Local mode also has another huge benefit, known as Livepush. Livepush makes intelligent decisions on how, or even if, to rebuild an image when changes are made. Instead of creating a new image and container with every code change, the Dockerfile commands are executed from within the running container. This means that, for example, if you added a dependency to your package.json, rather than having to install all of the dependencies again, only the new dependency would be installed.

When a source file is modified, the Supervisor will immediately detect the change and then either rebuild the image or, for source files that run in-service, replace the changed files in situ in the relevant container layer and restart the service. As this happens in a few seconds, it makes the process of developing much faster and more convenient.

[Live]    Detected changes for container main, updating...
[Live]    [main] Restarting service..

Note: You can disable Livepush by passing the --nolive option to balena push. In this case to rebuild on the device you will need to perform another balena push.

Local mode logs

By default, when pushing code to a device in local mode using the balena CLI, the logs will be output to the console. You can prevent this by passing the --detached (-d) option to the balena push command (you may also detach the console at any time by pressing Ctrl-C).

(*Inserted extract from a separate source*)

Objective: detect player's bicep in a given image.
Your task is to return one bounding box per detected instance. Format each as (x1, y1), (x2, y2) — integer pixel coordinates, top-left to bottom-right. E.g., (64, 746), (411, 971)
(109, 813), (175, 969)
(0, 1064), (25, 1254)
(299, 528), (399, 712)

balena push 63ec46c.local --detached

When detached, the services continue to run on the device, and you can access the logs using the balena logs command, again passing the local IP address or <short-uuid>.local.

balena logs 63ec46c.local

This command will output logs for the system and all running services. You may optionally filter the output to include only system or specific service logs using the available --system (-S) and --service (-s) options. For example, to output only the system logs:

balena logs 63ec46c.local --system

To filter logs by a service, use the --service option. You may specify this option multiple times to output logs from multiple services.

balena logs 63ec46c.local --service main
balena logs 63ec46c.local --service first --service second

These options can be combined to output system and selected service logs e.g.

balena logs 827b231.local --system --service first --service second

Note: You may also specify the --service and --system options using the balena push command to filter the log output.

SSH into the running app container or host OS

To access the local device over SSH, use the balena ssh command specifying the device IP address or <short-uuid>.local. By default, SSH access is routed into the host OS shell and, from there, we can check system logs and perform other troubleshooting tasks:

balena ssh

To connect to a container, we can specify the service name e.g.

sudo balena ssh 63ec46c.local my-service

Note: If an IP address or a .local hostname is used (instead of a fleet name or device UUID), balena ssh establishes a direct connection to the device on port 22222 that does not rely on cloudlink.

Using a Private Docker Registry

If your project relies on a private base image, then it is possible to specify your registry credentials when doing a balena push by passing the --registry-secrets option, as shown below.

balena push --registry-secrets /Path/To/File/dockerhub-secret.yml

Where dockerhub-secret.yml is a YAML file containing my private registry usernames and passwords to be used by the device balenaEngine when pulling base images during a build.